Tab Separated Values (TSV) files

Your TSV file should look something like this (where <TAB> is the thing you get by pressing your tab key - most likely sitting to the left of the top row of letters).

Filename<TAB>Short name<TAB>Gallery<TAB>Description<TAB>Licence
banana.jpg<TAB>banana<TAB>fruit<TAB>Our favourite yellow fruit<TAB>cc-pd
If you had any pending uploads, you could download a skeletal TSV file to get you started.

You can just do this in a text editor - but you quite likely have something which will make the job easier. Spreadsheet programs like Microsoft Excel or GNU's Gnumeric will let you save the grid as TSV directly - giving you a more reasonable interface to edit in. Remember to save as TSV though - this won't work if you send in an Excel document directly.

Note that no fields can contain tabs themselves. Since a tab will never be much use in any of the fields - this isn't too harsh an imposition.

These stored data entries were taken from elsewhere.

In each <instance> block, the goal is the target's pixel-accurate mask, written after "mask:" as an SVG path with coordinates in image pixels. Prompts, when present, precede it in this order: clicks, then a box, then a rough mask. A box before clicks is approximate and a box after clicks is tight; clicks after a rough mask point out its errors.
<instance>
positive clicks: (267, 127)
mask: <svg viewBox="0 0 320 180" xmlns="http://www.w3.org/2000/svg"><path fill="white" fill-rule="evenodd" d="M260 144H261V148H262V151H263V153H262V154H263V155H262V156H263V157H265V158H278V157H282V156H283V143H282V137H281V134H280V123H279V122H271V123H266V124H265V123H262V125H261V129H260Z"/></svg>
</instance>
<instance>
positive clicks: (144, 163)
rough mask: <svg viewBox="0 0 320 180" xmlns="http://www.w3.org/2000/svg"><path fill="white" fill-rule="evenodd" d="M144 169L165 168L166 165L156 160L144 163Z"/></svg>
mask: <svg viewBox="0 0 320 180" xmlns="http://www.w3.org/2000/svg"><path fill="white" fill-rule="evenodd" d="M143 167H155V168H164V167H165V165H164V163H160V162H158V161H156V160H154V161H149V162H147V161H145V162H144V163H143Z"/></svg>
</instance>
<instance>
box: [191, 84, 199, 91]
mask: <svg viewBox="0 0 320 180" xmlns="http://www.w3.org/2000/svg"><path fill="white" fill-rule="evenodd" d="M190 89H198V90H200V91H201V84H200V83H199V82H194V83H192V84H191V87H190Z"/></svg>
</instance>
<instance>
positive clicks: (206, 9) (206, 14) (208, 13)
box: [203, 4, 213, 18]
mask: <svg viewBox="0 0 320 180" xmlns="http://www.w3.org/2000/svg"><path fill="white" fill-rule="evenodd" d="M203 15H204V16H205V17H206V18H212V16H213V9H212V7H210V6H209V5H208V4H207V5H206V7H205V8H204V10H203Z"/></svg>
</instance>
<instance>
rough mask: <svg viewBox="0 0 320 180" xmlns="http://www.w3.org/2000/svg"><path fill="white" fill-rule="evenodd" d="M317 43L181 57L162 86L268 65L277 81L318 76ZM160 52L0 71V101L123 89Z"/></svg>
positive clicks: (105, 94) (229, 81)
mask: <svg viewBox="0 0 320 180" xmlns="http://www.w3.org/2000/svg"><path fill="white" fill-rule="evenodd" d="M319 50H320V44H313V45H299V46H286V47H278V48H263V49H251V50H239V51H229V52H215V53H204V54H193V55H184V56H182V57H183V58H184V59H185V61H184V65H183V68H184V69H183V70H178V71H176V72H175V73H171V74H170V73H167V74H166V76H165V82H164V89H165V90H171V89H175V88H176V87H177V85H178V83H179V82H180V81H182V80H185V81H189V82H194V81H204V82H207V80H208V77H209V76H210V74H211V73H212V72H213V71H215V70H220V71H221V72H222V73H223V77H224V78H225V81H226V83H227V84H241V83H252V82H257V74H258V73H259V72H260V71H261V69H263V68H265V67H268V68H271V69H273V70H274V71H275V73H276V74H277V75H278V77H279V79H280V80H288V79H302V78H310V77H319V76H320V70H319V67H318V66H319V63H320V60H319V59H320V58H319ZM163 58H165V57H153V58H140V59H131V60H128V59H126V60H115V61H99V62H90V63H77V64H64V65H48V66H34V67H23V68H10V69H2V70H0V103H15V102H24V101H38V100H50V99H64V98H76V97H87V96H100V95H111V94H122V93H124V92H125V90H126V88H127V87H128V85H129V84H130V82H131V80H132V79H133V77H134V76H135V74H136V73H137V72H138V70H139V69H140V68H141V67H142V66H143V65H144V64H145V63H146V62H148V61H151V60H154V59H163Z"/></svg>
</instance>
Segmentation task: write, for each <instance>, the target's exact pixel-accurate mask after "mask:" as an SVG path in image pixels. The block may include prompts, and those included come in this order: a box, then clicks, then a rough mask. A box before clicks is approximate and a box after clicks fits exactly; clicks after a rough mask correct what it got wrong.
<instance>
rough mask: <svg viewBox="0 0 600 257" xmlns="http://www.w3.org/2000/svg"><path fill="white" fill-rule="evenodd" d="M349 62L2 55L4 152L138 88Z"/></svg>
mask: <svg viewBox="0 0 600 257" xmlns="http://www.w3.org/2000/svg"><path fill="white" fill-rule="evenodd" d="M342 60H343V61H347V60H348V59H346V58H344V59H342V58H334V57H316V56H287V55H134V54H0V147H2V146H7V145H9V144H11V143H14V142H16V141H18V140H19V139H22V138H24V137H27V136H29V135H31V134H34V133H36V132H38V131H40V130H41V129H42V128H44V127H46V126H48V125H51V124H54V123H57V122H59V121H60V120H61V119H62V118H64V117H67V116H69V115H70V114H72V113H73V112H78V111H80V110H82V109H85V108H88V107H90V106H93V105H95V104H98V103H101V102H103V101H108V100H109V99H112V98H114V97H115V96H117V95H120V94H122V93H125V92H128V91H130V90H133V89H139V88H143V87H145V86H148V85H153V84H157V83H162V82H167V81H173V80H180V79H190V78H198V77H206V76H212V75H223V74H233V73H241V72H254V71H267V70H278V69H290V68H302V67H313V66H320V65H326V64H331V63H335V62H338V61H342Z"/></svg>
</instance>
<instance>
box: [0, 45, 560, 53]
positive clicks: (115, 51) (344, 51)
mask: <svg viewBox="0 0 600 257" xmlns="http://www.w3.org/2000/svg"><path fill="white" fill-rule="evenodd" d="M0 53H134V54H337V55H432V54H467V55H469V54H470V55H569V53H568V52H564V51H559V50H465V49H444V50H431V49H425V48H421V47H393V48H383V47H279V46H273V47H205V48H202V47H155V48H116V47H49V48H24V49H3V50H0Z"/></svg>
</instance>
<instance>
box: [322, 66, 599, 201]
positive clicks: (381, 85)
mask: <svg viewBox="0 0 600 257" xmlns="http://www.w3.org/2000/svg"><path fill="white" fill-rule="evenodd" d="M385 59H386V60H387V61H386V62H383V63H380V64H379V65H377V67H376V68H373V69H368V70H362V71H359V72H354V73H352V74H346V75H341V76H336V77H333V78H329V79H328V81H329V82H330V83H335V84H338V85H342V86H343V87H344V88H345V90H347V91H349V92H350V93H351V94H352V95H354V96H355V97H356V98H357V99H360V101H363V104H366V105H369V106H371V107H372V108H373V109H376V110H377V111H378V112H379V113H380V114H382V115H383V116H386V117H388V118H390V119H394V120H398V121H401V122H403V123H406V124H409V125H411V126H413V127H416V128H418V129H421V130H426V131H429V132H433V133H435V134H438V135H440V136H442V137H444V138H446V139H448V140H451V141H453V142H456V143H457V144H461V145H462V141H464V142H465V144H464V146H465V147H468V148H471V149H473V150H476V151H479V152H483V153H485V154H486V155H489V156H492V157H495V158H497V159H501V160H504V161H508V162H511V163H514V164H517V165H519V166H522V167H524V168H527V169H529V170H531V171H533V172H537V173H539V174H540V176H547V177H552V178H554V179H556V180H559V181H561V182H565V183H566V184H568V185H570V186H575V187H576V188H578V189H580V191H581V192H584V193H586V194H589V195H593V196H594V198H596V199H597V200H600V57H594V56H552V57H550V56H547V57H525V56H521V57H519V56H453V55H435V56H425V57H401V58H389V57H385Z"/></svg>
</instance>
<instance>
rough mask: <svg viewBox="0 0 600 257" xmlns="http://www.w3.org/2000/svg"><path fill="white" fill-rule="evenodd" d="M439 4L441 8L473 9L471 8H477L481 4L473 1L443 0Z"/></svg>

The top line of the file denotes which columns you are filling in. You can fill in any of the following. You must include either the filename or the numeric ID (see below), as this is the most sensible way to identify the picture until you give us a short name and gallery where the picture will live. You should check that you are spelling these correctly, or the next page will complain (capitalisation and spacing does not matter, but the letters do).[Note]

ID
The number of the upload on the system. This is useful if you have pending uploads with identical filenames, and is included in the skeletal file, but you shouldn't want to muck about with this by hand.
Filename
The filename of the picture in your pending uploads
New Filename
You can change the filename if you want to provide a more sensible filename than the one it was uploaded with.
Short Name
Limited to simple letters, numbers, the dash and - if you must - underscore (but consider someone trying to find one by looking at the keyboard). If this isn't unique within the gallery then you will be told about it on the results page.
Gallery
This should be the short name of the gallery - that is the bit which appears in the Web address (so for http://gallery.future-i.com/wedding/ you would just put wedding here)
Readable name
The title of the picture
Source
Where the picture came from or who took it
URL for Source
A web address for the given source
Licence
Choose the licence you wish to put the picture under and use the name in brackets on the about licences page - e.g. cc-pd for Public Domain, cc-by for Creative Commons, with Attribution.
Description
The public description of the picture
Comment
Not shown to other users, but useful for your own notes (e.g. which roll of film &c)
Keywords
A list of the keywords you want to tag the picture with, with commas between them. Use 'not-blah' to vote against 'blah' for a picture.
Use the short name of the keyword (the bit that appears in the Web address).
Any keywords you use like this have to already exist in that gallery.

To make the pictures public you will need to fill in at least the Short name, Gallery and Readable name - if you haven't already.

Note:
Althugh we don't care about the order or capitalisation, if you use Excel then it will break if the first column of a TSV is called 'ID'. We found this out the hard way and the skeletal TSV you now get calls that column 'id', which Excel doesn't currently screw up. More from Microsoft. Obviously the way to fix this is to have people not have files formatted like that, rather than make the loader for Excel less brain damaged.